Tudo junto

O ministro Flávio Dino divergiu do presidente do Supremo Tribunal Federal (STF), Edson Fachin, nesta terça-feira (15), ao votar pela reunião dos procedimentos que envolvem Alexandre de Moraes e André Mendonça.
A discussão ocorre a partir de uma questão de ordem apresentada por Gilmar Mendes, que defendeu que os dois casos fossem analisados conjuntamente e que a relatoria fosse definida por sorteio.

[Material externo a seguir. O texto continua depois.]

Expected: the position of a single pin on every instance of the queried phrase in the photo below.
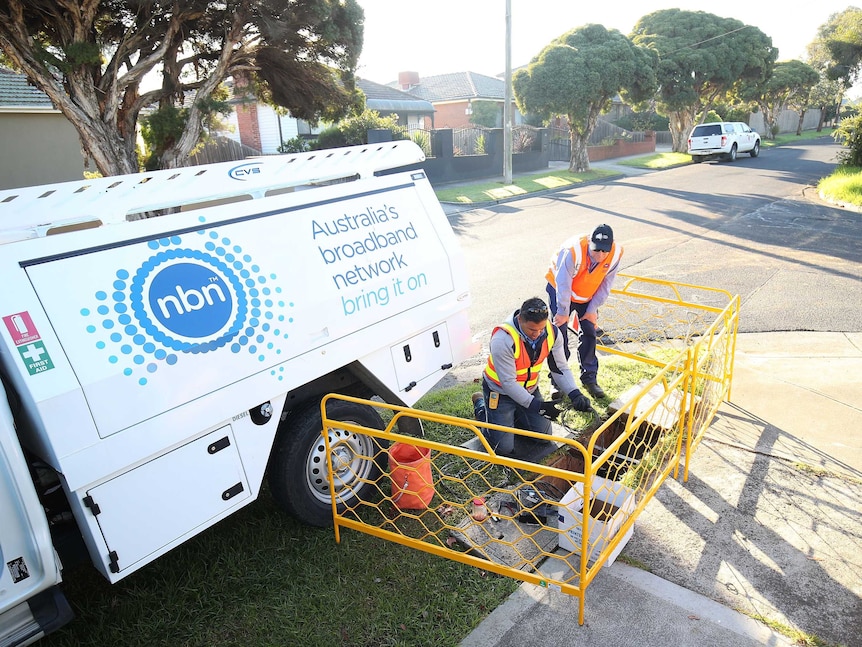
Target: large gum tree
(577, 75)
(702, 59)
(91, 57)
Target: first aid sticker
(30, 345)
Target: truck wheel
(731, 156)
(297, 473)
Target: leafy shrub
(353, 131)
(640, 121)
(294, 145)
(849, 134)
(422, 138)
(331, 137)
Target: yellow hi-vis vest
(524, 372)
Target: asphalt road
(756, 228)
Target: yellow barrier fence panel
(551, 521)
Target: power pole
(507, 105)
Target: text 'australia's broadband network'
(365, 250)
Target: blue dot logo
(190, 300)
(184, 301)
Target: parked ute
(157, 369)
(722, 140)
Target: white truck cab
(166, 338)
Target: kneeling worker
(510, 395)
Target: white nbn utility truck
(156, 368)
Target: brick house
(259, 126)
(40, 146)
(453, 95)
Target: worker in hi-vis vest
(579, 281)
(510, 383)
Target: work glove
(544, 408)
(580, 402)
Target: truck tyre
(731, 156)
(297, 473)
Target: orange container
(410, 473)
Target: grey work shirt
(501, 348)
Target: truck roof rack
(83, 204)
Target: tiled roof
(384, 98)
(459, 85)
(16, 92)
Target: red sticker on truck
(21, 328)
(25, 336)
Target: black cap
(602, 239)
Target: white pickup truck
(722, 140)
(156, 370)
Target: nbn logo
(190, 300)
(244, 171)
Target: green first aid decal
(36, 357)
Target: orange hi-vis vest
(585, 283)
(524, 372)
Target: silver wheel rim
(352, 461)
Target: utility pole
(507, 105)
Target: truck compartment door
(167, 499)
(421, 356)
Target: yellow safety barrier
(554, 522)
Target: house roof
(459, 86)
(16, 92)
(386, 99)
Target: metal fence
(221, 149)
(557, 521)
(603, 134)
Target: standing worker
(579, 280)
(510, 394)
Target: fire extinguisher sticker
(30, 345)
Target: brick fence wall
(622, 148)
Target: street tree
(94, 58)
(789, 87)
(836, 52)
(577, 75)
(702, 58)
(842, 37)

Fachin, por outro lado, votou pela manutenção dos processos separados e defendeu sua permanência na relatoria do caso envolvendo Moraes e o ex-banqueiro Daniel Vorcaro. O presidente do STF argumentou que cabe à Presidência da Corte conduzir os procedimentos que chegam ao tribunal dentro das regras regimentais.
Dino sustentou entendimento diferente e afirmou que a análise conjunta permitiria ao Plenário avaliar de forma integrada os fatos que deram origem à crise entre Moraes e Mendonça. A proposta também prevê que os casos sejam levados a julgamento em 23 de setembro, conforme a questão apresentada ao colegiado.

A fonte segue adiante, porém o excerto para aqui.